I literally got up, walked to my car, and left. And as I was turning on the ignition, I decided the friendship was over. That was a few years ago and I feel much freer now. Though I regret sticking by him and trying to help for so long."
"My friends and I made the mistake of living together with his girlfriend. There were four of us. Myself, Phil, Lisa, and Keith. Phil and Lisa had been dating for four years, long-distance, and Lisa was transferring to our college. Phil and Lisa had the top floor of our townhouse, with two bedrooms, Keith and I were downstairs. So they had their own space.
We got near the end of the school year, April, and Phil dumped Lisa. Totally out of the blue. Lisa had been talking about marriage and Phil had apparently been cheating. [The year before Lisa had borderline cheated on Phil but they said they'd gotten past it.] Lisa promptly moved out. Our lease was to June 1. By this time Phil had started being a prick to me pretty frequently. Never really got a reason for it but I think it was in part because I had a good friendship with Lisa, and was not taking aides in their ridiculousness. Also, he didn't like my new girlfriend, Penelope. So our lease was rounding out, it was now May, and Lisa had been gone a while. It was Memorial day, Keith and Phil had moved out but were still paying the rent. I still lived there. Lisa showed up on the Sunday of Memorial Day, while I was at the beach with Penelope, freaked out seeing my messy bedroom and thought I had moved out and left a bunch of stuff.

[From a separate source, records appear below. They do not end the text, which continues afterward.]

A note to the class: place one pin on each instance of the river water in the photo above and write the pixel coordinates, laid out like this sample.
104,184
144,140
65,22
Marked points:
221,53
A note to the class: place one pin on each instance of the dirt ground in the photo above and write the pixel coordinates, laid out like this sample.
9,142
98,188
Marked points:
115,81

Stuff like: My bed, my books and homework, my sports equipment (which was like 90% of my life), my clothes, and my computer, which was still on. Still, she was convinced I'd moved out and left a mess. She told Phil. Phil freaked the frick out, sent all-caps text messages about how I better get up there and clean up, how they're going to sue me, how I'm paying back their portion of the security deposit.

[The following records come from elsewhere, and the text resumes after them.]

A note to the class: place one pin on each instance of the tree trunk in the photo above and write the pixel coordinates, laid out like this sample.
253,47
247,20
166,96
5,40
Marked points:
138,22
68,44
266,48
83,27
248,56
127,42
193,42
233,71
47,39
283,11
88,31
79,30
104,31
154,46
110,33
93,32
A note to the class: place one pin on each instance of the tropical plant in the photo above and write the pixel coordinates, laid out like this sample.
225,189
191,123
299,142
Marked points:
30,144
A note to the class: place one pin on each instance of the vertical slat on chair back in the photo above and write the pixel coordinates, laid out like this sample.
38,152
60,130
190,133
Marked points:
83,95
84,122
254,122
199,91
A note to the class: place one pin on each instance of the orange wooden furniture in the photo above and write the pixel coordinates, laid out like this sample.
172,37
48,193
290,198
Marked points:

Then he blocked me on all channels. Why bother giving me a chance to explain? I called Keith, an even-keeled person and Keith made it clear I hadn't abandoned all of my worldly possessions to cost Phil $250. Phil chose not to respond at all. Likewise, Lisa began ignoring my communications. I moved everything out the next day, Penelope and I hate-cleaned the entire apartment. It was flipping spotless and ready for the new tenants on the 27th. I handed in my keys and decided not to tell Phil, Lisa, or Keith. I moved in with Penelope.
Phil, Lisa, and Keith agreed to come down on the 29th to clean the place and hand in keys. Keith told me since Phil still refused to talk to me. I didn't respond. Keith was living in town but Phil and Lisa were driving two-plus hours. Because I'd cleaned the frick out of the place they could just mail their keys in, but because they were being pricks I decided not to tell them (not that I could tell Phil if I wanted to) so I let them drive all the way in. Keith called, I told him I wouldn't be around (I got called into work, out at 7:00 pm) but assured him I'd do my part afterward.
At 1:00 pm Phil texted, 'House looks great, man, thanks for doing that.'
Keith texted, 'Holy shtick dude! You cleaned the whole place yourself? That's freaking awesome thanks!'
Nothing from Lisa.
And after Phil gave me the money he owed me I never heard from any of them again. I don't miss them, in retrospect they were huge whiners, all the time."